Train agent asynchronously using multiprocessing.

Either agent or make_agent must be specified.

Parameters:

outdir (str) – Path to the directory to output things.
processes (int) – Number of processes.
make_env (callable) – (process_idx, test) -> Environment.
profile (bool) – Profile if set True.
steps (int) – Number of global time steps for training.
eval_interval (int) – Interval of evaluation. If set to None, the agent will not be evaluated at all.
eval_n_runs (int) – Number of runs for each time of evaluation.
max_episode_len (int) – Maximum episode length.
step_offset (int) – Time step from which training starts.
successful_score (float) – Finish training if the mean score is greater or equal to this value if not None
eval_explorer – Explorer used for evaluation.
agent (Agent) – Agent to train.
make_agent (callable) – (process_idx) -> Agent
global_step_hooks (list) – List of callable objects that accepts (env, agent, step) as arguments. They are called every global step. See chainerrl.experiments.hooks.
logger (logging.Logger) – Logger used in this function.

Returns:

Trained agent.

chainerrl.experiments.train_agent_with_evaluation(agent, env, steps, eval_n_runs, eval_interval, outdir, max_episode_len=None, step_offset=0, eval_explorer=None, eval_max_episode_len=None, eval_env=None, successful_score=None, step_hooks=[], logger=None)[source]¶

Train an agent while regularly evaluating it.

Parameters:

agent – Agent to train.
env – Environment train the againt against.
steps (int) – Number of total time steps for training.
eval_n_runs (int) – Number of runs for each time of evaluation.
eval_interval (int) – Interval of evaluation.
outdir (str) – Path to the directory to output things.
max_episode_len (int) – Maximum episode length.
step_offset (int) – Time step from which training starts.
eval_explorer – Explorer used for evaluation.
eval_env – Environment used for evaluation.
successful_score (float) – Finish training if the mean score is greater or equal to this value if not None
step_hooks (list) – List of callable objects that accepts (env, agent, step) as arguments. They are called every step. See chainerrl.experiments.hooks.
logger (logging.Logger) – Logger used in this function.

Training hooks¶

class chainerrl.experiments.StepHook[source]¶

Hook function that will be called in training.

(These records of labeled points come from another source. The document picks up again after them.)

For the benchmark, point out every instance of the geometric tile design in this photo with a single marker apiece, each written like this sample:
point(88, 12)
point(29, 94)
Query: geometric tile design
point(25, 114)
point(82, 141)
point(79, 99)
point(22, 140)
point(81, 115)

This class is for clarifying the interface required for Hook functions. You don’t need to inherit this class to define your own hooks. Any callable that accepts (env, agent, step) as arguments can be used as a hook.

class chainerrl.experiments.LinearInterpolationHook(total_steps, start_value, stop_value, setter)[source]¶

Hook that will set a linearly interpolated value.

You can use this hook to decay the learning rate by using a setter function as follows:

def lr_setter(env, agent, value):
    agent.optimizer.lr = value

hook = LinearInterpolationHook(10 ** 6, 1e-3, 0, lr_setter)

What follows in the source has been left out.